I few month's back I theorized that the issue was on the postgres scanner over https://www.reddit.com/r/DuckDB/comments/1itnxxv/duckdb_memory_growth_patterns_in_longrunning/ where I saw many allocated pages over a period of time, but only today I tested with different drivers.

Environment

  • OS: Ubuntu/Debian (x86_64)
  • Node.js: node -v = v24.3.0
  • duckdb-node package: npm ls duckdb = 1.2.0-alpha.14
  • PostgreSQL server: PostgreSQL 17.6 (Ubuntu 17.6-1.pgdg22.04+1)

Repro repo / script

https://github.com/renatocron/duckdb-memory-leak-test

  • Repo contains memory_test.js (runs the same analytical query across modes) and produces large JSON logs with memory stats.
  • Also included: mem_compare.py to align/downsample and plot/emit a reduced JSON for web.

How to reproduce

# 1) Install deps
npm install

# 2) Create Postgres DB (tool populates tables automatically)
createdb duckdb_memory_test   # or use psql as in the README

# 3) Run tests (examples)
#   a) Postgres path (suspected leak):
TEST_MODE=postgres QUERY_INTERVAL=1000 MAX_ITERATIONS=0 \
NEW_CONNECTION=false FORCE_GC=false \
node --expose-gc memory_test.js

#   b) DuckDB-only baseline:
TEST_MODE=duckdb node --expose-gc memory_test.js

#   c) SQLite scanner:
TEST_MODE=sqlite node --expose-gc memory_test.js

# 4) Compare results
./mem_compare.py memory_stats_*.json --output-plot plot.png --target-points 400
# (Optional) Interactive web view:
./mem_compare.py memory_stats_*.json --output-json reduced.json
python3 -m http.server 8080

Observed behavior

  • RSS (MB):

    • Postgres (orange): steady linear growth up to ~2.4 GB across ~450k iterations.
    • DuckDB (blue): plateaus ~250–350 MB with occasional steps.
    • SQLite (green): sawtooth between ~300–1000 MB, but not linear unbounded.
  • V8 heapUsed (MB): slow, similar growth across all modes (~7 → 90 MB).

Expected behavior

  • RSS should plateau or oscillate within a bounded range once steady-state is reached, similar to DuckDB-only runs. Large, iteration-proportional native memory growth in the Postgres path is unexpected.

Artifacts

  • PNG plots (aligned to common max iteration):

    • RSS vs iteration: (attached as plot.png)
    • heapUsed vs iteration: (attached as heap_used.png)
  • Raw logs: memory_stats_postgres_*.json, memory_stats_sqlite_*.json, memory_stats_duckdb_*.json (each ~96 MB) if iter =~ 500k

    • If desired, maintainers can use mem_compare.py ... --output-json reduced.json for a tiny repro dataset.

Notes / hypotheses

  • Growth seems native (outside V8).
  • Candidate areas: Postgres scanner result materialization, Arrow/Vector buffers, lifetimes of DataChunk/ColumnDataCollection, libpq result handling, prepared statement cache, or per-iteration allocations not released.
  • DuckDB memory limit is set (e.g., 500MB), but RSS for the Postgres path exceeds it over time, suggesting allocations not accounted in DuckDB’s limit or outside its allocator.

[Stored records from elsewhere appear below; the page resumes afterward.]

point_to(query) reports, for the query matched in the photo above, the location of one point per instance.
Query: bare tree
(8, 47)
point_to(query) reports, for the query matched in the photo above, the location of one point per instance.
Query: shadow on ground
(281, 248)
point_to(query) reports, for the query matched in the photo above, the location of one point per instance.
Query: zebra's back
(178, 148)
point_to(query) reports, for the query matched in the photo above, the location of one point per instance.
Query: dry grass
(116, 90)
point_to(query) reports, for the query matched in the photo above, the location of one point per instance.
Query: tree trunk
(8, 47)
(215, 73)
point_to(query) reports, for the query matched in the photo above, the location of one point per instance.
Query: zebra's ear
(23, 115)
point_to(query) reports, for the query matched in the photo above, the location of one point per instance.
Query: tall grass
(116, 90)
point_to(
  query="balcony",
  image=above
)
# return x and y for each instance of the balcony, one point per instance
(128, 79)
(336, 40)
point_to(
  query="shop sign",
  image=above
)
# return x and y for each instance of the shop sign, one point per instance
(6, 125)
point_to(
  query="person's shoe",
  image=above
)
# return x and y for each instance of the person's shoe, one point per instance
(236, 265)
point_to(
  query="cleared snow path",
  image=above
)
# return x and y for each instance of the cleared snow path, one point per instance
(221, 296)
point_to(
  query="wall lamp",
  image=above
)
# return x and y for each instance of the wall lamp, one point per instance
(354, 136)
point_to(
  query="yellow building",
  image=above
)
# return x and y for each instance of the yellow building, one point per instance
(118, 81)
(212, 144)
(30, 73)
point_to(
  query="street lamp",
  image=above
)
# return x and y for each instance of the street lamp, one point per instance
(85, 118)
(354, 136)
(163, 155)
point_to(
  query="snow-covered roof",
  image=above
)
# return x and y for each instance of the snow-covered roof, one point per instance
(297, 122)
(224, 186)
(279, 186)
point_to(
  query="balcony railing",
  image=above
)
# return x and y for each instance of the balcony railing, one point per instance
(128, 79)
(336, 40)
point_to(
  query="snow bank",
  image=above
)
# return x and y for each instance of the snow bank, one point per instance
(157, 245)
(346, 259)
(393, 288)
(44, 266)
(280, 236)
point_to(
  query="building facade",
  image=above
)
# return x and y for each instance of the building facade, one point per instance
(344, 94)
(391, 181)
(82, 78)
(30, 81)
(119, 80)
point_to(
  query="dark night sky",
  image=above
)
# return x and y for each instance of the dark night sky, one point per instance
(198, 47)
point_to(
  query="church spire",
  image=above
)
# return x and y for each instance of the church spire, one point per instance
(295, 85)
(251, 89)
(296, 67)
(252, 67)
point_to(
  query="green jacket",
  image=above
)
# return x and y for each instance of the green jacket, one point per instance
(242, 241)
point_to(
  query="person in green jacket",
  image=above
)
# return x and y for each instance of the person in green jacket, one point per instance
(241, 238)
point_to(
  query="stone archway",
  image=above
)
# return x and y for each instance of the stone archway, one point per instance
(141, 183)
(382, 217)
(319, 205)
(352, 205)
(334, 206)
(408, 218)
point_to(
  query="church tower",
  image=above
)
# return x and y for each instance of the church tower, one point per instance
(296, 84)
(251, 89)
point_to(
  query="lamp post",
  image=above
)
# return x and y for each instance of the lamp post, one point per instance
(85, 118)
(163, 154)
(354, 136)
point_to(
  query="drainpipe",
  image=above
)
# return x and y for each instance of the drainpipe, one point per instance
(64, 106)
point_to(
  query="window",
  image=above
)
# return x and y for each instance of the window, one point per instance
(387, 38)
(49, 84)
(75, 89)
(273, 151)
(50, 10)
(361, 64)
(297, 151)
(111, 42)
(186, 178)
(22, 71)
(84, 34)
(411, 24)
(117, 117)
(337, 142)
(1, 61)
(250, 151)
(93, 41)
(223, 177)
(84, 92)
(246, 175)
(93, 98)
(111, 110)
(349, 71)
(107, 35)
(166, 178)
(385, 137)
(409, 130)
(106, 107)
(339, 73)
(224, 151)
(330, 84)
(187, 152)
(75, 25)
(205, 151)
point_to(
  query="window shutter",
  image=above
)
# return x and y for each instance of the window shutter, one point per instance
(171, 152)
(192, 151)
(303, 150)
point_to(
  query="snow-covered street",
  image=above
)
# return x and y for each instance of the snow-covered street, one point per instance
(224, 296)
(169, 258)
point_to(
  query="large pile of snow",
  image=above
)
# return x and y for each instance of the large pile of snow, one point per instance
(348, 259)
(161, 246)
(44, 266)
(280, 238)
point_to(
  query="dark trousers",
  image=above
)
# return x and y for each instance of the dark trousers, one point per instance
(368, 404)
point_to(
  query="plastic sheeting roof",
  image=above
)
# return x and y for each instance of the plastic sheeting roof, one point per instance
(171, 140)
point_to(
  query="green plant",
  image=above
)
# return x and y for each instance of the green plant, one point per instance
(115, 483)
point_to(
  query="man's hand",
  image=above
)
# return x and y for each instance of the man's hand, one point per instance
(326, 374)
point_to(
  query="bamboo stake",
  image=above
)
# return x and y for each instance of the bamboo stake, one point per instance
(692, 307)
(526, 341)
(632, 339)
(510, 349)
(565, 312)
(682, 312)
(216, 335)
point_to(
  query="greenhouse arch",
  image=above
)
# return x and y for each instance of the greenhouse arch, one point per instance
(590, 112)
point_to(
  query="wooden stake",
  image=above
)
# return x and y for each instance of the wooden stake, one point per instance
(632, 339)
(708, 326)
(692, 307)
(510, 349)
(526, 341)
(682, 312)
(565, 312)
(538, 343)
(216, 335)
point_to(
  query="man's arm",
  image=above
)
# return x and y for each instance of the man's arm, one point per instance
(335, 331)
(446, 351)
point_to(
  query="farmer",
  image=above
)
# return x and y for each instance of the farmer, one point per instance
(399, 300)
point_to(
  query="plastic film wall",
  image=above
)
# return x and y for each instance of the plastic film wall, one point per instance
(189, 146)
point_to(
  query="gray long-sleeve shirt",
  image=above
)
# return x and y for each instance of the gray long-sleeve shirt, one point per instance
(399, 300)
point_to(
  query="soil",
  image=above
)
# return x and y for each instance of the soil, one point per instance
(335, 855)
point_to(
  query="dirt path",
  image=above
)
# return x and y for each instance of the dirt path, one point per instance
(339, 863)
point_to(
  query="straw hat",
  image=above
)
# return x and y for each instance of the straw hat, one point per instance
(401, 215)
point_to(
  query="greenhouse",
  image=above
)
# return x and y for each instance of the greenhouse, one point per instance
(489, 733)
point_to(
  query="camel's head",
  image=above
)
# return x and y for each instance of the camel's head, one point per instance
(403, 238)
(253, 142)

Things I can try if helpful

  • Repeat using DuckDB CLI (no Node) with INSTALL/LOAD postgres; and a tight loop of the same query to isolate Node.

Any tool to help this? As running ~ 500k manually seens not feasible

  • Swap allocator to jemalloc and dump stats; try MALLOC_CONF=prof:true,prof_active:true.

Tried on the production worker, did not changed the behavior

Thank you!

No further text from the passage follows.